Tuesday, October 31, 2006
After five months of tense protests in the Oaxacan state capital, Oaxaca City, in Southern Mexico, Mexican president, Vicente Fox, ordered Federal forces to remove protesters and striking teachers from the city centre. On Sunday, Mexican police forces clothed in riot gear, armed with tear gas and assault rifles, and backed up by armoured vehicles took up positions on the edge of the city to begin their march into the city centre.
A male protester manning one barricade was killed as federal police stormed the city, Police did not immediately confirm that.
But it is still uncertain whether more than one million schoolchildren would return to classes Monday in the embattled city where riot police and burned-out vehicles still line the streets.

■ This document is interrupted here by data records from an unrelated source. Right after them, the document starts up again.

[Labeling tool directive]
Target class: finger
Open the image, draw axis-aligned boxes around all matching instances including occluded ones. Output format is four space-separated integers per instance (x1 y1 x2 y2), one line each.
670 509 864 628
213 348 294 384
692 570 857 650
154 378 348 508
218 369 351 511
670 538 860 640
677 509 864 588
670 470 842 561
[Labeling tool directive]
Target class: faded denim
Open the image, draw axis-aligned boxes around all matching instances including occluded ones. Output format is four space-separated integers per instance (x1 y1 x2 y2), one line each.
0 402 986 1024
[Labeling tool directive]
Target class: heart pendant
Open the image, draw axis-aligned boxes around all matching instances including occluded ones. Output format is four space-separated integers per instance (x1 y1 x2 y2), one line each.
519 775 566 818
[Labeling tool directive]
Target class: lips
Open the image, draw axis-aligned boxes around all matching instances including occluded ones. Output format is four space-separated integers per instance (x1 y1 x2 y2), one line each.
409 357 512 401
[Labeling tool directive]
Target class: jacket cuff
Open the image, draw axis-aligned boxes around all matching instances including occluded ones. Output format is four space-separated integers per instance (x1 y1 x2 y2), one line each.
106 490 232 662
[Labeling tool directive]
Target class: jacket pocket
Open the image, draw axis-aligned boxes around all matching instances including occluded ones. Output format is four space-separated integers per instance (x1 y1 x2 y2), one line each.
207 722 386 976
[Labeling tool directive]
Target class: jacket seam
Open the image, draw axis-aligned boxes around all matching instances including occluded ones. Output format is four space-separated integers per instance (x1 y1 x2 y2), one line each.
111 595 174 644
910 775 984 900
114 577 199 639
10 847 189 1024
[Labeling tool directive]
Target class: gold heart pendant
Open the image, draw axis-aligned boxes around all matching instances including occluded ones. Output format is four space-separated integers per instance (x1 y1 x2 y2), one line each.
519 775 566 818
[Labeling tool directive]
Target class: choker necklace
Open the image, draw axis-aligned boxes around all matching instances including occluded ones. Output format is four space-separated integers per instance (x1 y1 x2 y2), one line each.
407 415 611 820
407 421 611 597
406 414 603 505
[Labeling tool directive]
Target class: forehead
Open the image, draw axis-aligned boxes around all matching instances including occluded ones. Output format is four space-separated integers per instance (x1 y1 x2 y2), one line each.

Oaxaca suffers from a stand-off between the state government of Oaxaca and the People’s Popular Assembly of Oaxaca (APPO), a consortium of groups including teachers, farmers, and other workers. The impetus for federal involvement in Oaxaca appears to stem from the murder of four protesters and wounding of at least one other by state-sanctioned paramilitaries on Friday the 28th. Also potentially contributing to federal interdiction could be a desire, formed following the protests in Mexico City after the country’s recent elections, to forge stronger ties between Vicente Fox’s National Action Party (PAN) and the Institutional Revolutionary Party (PRI).
The protests began in May as a teacher’s strike. Police and state forces – often in plain-clothes – have shot at protesters, setting off clashes in which at least eight people have died.
It is still too early to tell when federal police will withdraw from Oaxaca City. Protesters have decided to abandon the centre and regroup at a local university. The protesters accuse Ruiz of corruption and rigging elections. Daniel Reyes a teacher, told reporters “We are going to leave this area . . . while we regroup and look at strategies to recover this area,” leaving open the possibility of continued protests, extended federal occupation, and ongoing violence.